Expected average first innings score below par!

One of the pre-tournament expectations was a high scoring world cup with a lot of first innings 300s. However, if the performances of the first two weeks are to be analyzed, it is quite below par. The average first innings score from the 13 completed games is 254, which might seem to be completely different than what was observed in England in the last 4 years.

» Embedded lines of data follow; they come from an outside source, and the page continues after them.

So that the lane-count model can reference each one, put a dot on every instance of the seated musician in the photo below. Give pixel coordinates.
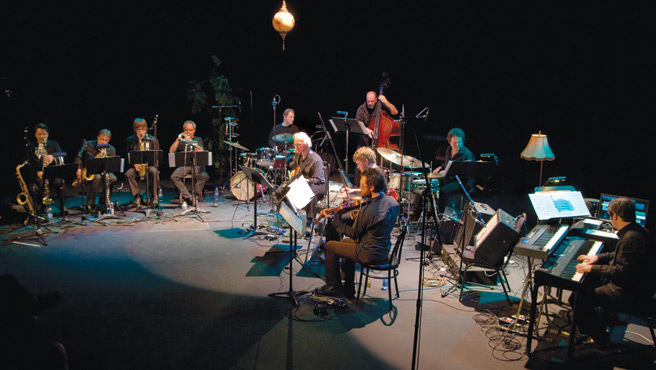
(286, 127)
(364, 157)
(187, 142)
(141, 140)
(39, 156)
(616, 280)
(365, 113)
(99, 148)
(450, 191)
(368, 230)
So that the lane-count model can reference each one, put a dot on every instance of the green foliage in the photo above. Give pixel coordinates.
(215, 91)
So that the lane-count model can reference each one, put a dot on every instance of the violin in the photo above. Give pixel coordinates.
(344, 207)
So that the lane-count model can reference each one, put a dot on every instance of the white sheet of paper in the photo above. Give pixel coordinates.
(558, 204)
(300, 193)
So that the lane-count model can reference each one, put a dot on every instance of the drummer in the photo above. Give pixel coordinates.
(286, 127)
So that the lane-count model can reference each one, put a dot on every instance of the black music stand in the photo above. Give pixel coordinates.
(62, 171)
(191, 159)
(150, 158)
(348, 125)
(103, 166)
(256, 178)
(295, 227)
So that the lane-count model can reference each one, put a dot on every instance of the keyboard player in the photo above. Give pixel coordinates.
(617, 279)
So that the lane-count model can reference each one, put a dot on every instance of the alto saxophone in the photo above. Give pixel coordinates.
(24, 198)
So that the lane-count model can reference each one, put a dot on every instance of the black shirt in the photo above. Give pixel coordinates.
(311, 167)
(372, 227)
(280, 129)
(629, 267)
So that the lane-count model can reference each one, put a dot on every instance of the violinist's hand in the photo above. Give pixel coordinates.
(326, 214)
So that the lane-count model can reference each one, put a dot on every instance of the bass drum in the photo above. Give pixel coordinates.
(242, 188)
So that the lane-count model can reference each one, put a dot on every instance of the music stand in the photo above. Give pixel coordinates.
(103, 166)
(295, 226)
(65, 172)
(191, 159)
(256, 178)
(347, 125)
(150, 158)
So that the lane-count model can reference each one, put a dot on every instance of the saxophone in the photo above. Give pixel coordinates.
(24, 198)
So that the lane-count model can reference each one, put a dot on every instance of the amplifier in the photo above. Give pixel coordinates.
(493, 241)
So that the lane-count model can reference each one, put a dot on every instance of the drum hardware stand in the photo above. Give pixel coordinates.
(428, 194)
(343, 172)
(257, 179)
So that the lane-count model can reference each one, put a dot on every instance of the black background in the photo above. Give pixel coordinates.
(500, 70)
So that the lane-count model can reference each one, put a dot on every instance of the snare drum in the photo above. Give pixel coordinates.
(265, 157)
(242, 188)
(247, 159)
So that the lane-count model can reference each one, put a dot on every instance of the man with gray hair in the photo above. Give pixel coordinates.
(187, 142)
(618, 279)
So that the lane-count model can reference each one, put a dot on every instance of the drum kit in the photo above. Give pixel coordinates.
(267, 161)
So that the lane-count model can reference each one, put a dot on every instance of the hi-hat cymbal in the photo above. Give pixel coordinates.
(283, 138)
(236, 145)
(395, 157)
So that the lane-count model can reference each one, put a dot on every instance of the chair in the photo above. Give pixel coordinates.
(392, 265)
(644, 312)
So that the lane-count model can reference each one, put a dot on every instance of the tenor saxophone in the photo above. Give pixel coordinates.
(24, 198)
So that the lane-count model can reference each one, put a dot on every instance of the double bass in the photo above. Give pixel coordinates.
(382, 123)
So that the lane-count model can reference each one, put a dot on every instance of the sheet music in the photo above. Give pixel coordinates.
(300, 193)
(558, 204)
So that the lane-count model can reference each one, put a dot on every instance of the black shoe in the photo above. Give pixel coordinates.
(330, 290)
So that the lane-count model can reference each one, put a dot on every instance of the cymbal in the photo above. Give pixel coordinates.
(395, 157)
(236, 145)
(283, 138)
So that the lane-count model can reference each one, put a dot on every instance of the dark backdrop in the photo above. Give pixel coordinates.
(500, 70)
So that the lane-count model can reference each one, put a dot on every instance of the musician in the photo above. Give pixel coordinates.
(450, 191)
(99, 148)
(619, 279)
(365, 113)
(308, 163)
(286, 127)
(368, 231)
(40, 155)
(187, 142)
(141, 140)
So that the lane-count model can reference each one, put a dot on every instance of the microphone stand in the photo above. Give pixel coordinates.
(428, 194)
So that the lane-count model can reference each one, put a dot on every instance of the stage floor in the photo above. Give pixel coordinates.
(176, 292)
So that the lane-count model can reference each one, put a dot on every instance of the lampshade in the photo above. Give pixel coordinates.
(283, 22)
(538, 149)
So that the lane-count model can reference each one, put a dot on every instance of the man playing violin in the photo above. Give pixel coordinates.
(368, 230)
(365, 112)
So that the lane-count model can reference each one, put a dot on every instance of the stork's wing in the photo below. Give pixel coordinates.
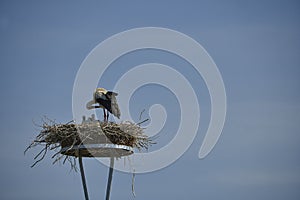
(114, 107)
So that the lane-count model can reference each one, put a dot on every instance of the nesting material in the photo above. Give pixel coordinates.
(54, 136)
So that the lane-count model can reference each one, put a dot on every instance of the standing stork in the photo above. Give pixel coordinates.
(107, 101)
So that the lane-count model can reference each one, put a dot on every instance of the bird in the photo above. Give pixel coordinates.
(107, 101)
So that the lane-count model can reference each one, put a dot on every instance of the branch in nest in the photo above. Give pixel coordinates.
(54, 136)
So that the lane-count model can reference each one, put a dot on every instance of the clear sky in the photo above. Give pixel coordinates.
(255, 45)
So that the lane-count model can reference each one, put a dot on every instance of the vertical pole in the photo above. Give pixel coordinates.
(83, 178)
(111, 169)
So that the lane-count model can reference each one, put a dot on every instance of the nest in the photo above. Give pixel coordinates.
(55, 136)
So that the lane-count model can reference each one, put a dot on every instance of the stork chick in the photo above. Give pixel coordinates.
(107, 101)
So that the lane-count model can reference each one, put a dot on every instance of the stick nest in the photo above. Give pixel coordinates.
(55, 136)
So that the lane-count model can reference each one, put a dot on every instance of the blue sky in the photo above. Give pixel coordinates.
(255, 45)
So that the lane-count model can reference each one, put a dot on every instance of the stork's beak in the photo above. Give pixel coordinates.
(89, 105)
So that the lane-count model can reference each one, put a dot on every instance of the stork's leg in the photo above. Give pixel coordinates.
(104, 113)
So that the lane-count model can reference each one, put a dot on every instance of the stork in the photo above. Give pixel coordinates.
(107, 101)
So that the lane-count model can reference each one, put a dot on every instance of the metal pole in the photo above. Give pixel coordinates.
(111, 169)
(83, 178)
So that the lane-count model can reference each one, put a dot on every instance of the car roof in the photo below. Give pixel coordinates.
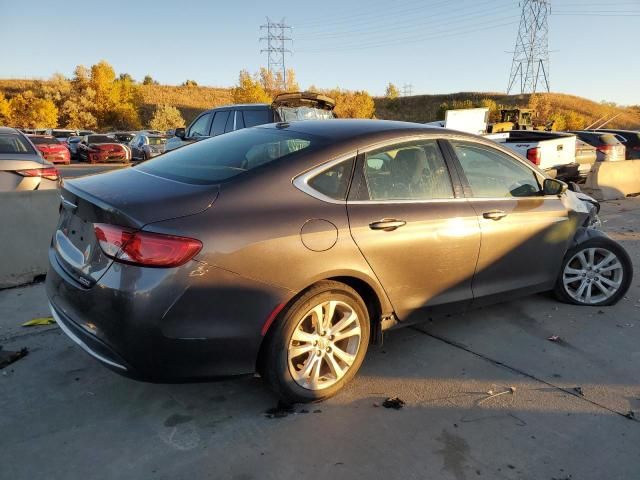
(343, 129)
(241, 106)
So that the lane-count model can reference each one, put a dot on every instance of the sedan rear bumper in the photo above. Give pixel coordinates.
(165, 325)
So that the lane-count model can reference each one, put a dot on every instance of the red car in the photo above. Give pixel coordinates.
(51, 149)
(102, 148)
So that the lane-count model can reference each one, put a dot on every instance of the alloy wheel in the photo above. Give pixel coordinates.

The average first innings totals in England, since 2015 every year was upwards of 290 with 2017 being an exception thanks to a few games on tired tracks in the latter half of Champions Trophy, which had an average score reading 271. The England – Pakistan bilateral series which preceded the World Cup was a particularly high-scoring one with seven 300 plus totals and a 297 in eight completed innings with the average first innings score reading an unbelievable 356.

Dropped Catches, Missed Opportunities

In the 14 matches so far this tournament, there have been an estimated 27 dropped chances – at a rate of one every innings. India has been the luckiest team getting six lives including two crucial ones. Rohit Sharma was dropped by Faf du Plessis when on one and went on to make an unbeaten 122 in a 228-run chase. Against Australia, Hardik Pandya got a reprieve off the first ball from wicketkeeper Alex Carey and his 27-ball 48 provided the impetus for India scoring 116 in their final ten overs which eventually turned out to be the turning point of the game.

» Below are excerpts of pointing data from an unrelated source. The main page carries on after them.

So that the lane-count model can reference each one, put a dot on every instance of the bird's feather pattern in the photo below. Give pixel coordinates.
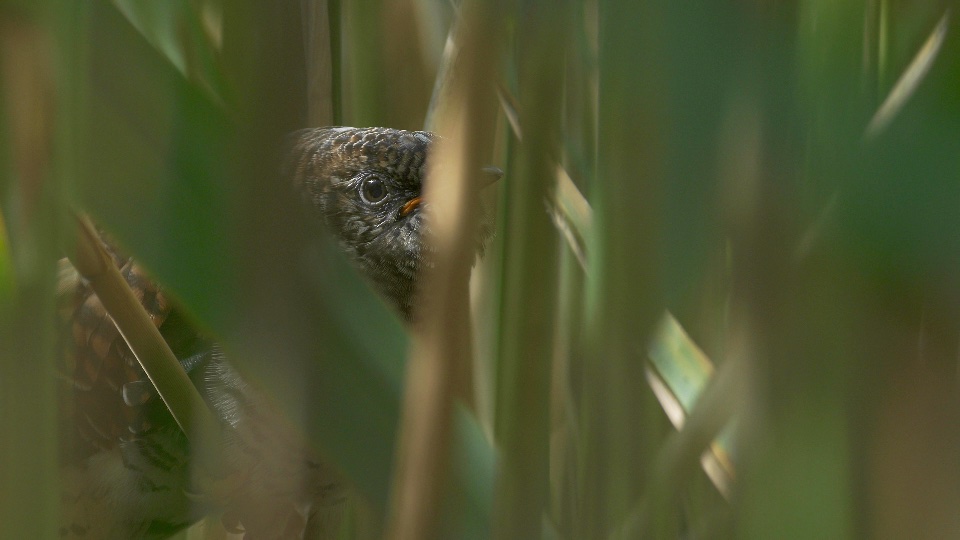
(127, 467)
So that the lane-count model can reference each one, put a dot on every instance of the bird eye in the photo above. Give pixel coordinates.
(373, 191)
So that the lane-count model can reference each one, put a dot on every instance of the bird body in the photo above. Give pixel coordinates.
(127, 467)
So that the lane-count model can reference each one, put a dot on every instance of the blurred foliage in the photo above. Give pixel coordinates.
(712, 160)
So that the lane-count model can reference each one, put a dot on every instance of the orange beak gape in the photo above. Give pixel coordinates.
(410, 205)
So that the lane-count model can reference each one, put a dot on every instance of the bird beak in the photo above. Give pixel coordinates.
(490, 175)
(410, 205)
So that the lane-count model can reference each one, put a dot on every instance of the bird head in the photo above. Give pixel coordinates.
(365, 184)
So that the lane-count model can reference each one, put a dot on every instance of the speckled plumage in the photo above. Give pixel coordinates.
(127, 468)
(329, 167)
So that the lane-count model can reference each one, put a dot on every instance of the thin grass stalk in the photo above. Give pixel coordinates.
(142, 336)
(530, 282)
(318, 32)
(441, 341)
(621, 418)
(29, 483)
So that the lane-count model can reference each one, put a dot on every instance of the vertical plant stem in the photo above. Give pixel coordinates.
(28, 452)
(620, 415)
(530, 281)
(441, 342)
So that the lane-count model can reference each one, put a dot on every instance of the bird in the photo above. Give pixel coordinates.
(127, 469)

Sri Lanka and Afghanistan are the two other sides with a positive difference of getting dropped and dropping chances of their own bowlers, though it hasn’t necessarily converted to game-changing moments. New Zealand has been scrappy on the field dropping four, although it hasn’t prevented them from winning all their three games. England has been the sloppiest on the field, putting down five catches in all with the Jason Roy drop of Mohammad Hafeez in Nottingham proving to be the costliest. Hafeez was dropped on 14 and he went on to add 70 more runs to his tally as Pakistan piled up 348 which eventually proved to be out of England’s reach.

 Poor standard of umpiring, and the importance of DRS.

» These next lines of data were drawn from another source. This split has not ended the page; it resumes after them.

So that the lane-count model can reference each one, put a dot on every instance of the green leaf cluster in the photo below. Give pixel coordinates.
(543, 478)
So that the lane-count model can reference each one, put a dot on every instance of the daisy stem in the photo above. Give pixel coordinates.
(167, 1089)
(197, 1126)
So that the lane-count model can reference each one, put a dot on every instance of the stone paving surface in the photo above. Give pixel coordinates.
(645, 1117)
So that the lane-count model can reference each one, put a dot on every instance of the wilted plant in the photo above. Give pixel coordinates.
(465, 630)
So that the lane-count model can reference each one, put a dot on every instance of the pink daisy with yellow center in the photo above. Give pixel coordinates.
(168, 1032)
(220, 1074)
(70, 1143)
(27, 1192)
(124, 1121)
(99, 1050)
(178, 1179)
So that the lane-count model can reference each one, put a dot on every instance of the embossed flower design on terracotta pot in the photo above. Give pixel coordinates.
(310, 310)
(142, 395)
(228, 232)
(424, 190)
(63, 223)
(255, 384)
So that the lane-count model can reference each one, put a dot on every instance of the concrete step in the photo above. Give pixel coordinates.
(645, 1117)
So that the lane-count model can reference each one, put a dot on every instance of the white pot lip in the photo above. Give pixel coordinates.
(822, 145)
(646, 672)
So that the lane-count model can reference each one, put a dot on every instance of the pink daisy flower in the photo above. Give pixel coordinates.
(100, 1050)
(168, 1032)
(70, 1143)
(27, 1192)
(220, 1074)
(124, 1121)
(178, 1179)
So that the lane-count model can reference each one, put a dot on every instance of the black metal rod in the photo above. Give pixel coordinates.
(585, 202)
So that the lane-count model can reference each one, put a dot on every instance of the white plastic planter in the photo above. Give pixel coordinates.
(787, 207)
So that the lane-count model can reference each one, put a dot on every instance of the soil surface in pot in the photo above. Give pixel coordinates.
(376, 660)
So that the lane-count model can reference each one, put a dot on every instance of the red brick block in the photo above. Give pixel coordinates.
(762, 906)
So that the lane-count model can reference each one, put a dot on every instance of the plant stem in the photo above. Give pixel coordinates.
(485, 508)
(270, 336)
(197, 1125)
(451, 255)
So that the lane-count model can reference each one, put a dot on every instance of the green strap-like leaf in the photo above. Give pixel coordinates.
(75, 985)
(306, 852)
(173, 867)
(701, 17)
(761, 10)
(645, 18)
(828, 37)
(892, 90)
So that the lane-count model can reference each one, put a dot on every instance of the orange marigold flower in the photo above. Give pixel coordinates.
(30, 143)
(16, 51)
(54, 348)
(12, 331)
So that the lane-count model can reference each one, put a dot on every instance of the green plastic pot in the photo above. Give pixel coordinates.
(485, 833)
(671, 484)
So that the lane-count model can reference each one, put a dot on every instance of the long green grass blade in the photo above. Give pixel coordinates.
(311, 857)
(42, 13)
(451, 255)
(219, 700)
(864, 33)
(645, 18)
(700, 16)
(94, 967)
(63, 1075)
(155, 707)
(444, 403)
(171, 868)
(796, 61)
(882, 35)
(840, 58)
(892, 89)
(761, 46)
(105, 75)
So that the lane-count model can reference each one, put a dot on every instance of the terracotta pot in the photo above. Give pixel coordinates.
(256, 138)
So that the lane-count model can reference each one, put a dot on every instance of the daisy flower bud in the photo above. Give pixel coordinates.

The first 15 days or so of the World Cup hasn’t been great for the umpires. There have been 29 decisions challenged of which nine were overturned – a success rate of 31% which is nearly ten percent more than the global average.

West Indies have been at the receiving end for the most decisions – they challenged seven calls of which five were overturned with one umpire’s call. Four of the five overturned decisions came in the game against Australia in Nottingham. Afghanistan, on the other hand, has been the poorest in DRS usage losing four challenges out of the five they made with one umpire’s call.

Rain Spoiling the Sport!

As of now, 3 matches have been washed off due to rains without a ball being bowled thanks to some inefficient planning by ICC. From the start of the world cup in 1975 till the last concluded one of 2015 only 2 matches were washed off, but its just the fortnight into this world cup and as much as 3 matches have been abandoned with both the teams getting a point each.

Now a lot of questions might get started to pop in the minds of the cricket fans, did ICC efficiently plan the tournament? Because incidents like these surely hamper the fun of the league and take away its main crux and essence. Was the event not planned properly by ICC? Because when a considerable number of matches are called off due to heavy rains, weren’t these possibilities taken into consideration while planning such a mega-event? What if a team is too unlucky to have a maximum number of matches washed off and do not win enough of remaining matches to qualify?

Records were broken in the first fortnight of World Cup 2019

1. Dimunth Karunaratne (52* vs New Zealand, Cardiff) became the second player to ‘carry the bat’ in a World Cup after Ridley Jacobs against Australia in Manchester in 1999.

2.348/8 by Pakistan is the highest total by a team in World Cups without an individual century. 682 runs in the match were the second highest match aggregate in World Cup games after 688 in the Australia – Sri Lanka clash at the SCG in 2015.

3. Chris Gayle became the leading six-hitter in World Cups with 40 maximums, surpassing the previous highest of 37 by AB de Villiers. His 26 sixes in the 2015 edition are t5.he most by any player in a single World Cup.

4. England became the first side to lose a World Cup game despite two of their batsman reaching three-figures. Joe Root (107) and Jos Buttler (103) scored hundreds against Pakistan in Nottingham but England ended up losing by 14 runs.

5.352/5 by India is the highest total in a World Cup encounter against Australia by any side. The previous highest was 312 by Sri Lanka at the SCG in 2015 while the previous highest batting first was 291 by West Indies at Lord’s in the final of the inaugural edition in 1975.